Personal information
- Full name: Micah Yates Barlow
- Born: 6 February 1873 Bury, Lancashire, England
- Died: 13 January 1936 (aged 62) Grange-over-Sands, Lancashire, England
- Batting: Unknown

Domestic team information
- 1894: Oxford University

Career statistics
| Competition | First-class |
| Matches | 1 |
| Runs scored | 9 |
| Batting average | 4.50 |
| 100s/50s | –/– |
| Top score | 6 |
| Catches/stumpings | –/– |
- Source: Cricinfo, 16 September 2019

= Micah Barlow =

English first-class cricketer (1873-1936)
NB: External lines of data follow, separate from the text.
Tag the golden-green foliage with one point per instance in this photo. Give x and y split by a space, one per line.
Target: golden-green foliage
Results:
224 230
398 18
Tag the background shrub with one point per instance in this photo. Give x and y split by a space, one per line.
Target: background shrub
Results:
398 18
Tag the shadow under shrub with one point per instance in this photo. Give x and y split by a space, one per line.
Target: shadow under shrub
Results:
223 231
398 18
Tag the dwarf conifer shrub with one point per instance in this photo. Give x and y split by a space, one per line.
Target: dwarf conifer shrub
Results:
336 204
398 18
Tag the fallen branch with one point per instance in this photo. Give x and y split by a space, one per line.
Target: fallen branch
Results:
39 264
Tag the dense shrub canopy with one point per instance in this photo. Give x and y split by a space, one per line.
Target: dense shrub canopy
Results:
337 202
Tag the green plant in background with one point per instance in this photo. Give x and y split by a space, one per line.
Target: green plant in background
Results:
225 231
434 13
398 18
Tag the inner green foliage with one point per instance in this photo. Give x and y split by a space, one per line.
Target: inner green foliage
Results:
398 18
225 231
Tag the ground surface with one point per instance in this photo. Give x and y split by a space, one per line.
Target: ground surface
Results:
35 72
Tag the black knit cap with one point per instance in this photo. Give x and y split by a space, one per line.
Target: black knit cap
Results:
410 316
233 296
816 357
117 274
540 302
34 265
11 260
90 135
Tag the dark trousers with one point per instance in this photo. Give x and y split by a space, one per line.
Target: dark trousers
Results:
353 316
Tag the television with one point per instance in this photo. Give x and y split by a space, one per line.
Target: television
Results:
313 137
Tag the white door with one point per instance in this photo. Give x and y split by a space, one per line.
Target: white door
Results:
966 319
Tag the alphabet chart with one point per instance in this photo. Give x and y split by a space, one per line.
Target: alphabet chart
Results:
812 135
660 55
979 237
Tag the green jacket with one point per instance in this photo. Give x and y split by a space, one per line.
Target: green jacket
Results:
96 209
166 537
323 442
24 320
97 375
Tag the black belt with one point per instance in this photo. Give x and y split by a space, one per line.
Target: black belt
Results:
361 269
Micah Yates Barlow (6 February 1873 – 13 January 1936) was an English first-class cricketer.

The son of Micah Barlow and his wife, Martha Mary Barlow, he was born at Bury in February 1873. He was educated at Harrow School, before going up to University College, Oxford. While studying at Oxford, he made a single appearance in first-class cricket for Oxford University against the Marylebone Cricket Club at Oxford in 1894. Batting twice in the match, he was dismissed in Oxford's first-innings for 3 runs by George Davidson, while in their second-innings he was dismissed for 6 runs by Walter Mead. He did not gain a cricket blue while at Oxford. Barlow later went into business and lived at Scarthwaite Country House at Caton-with-Littledale alongside his wife, Gladys, between 1917-26.

He died in January 1936 at Grange-over-Sands, Lancashire.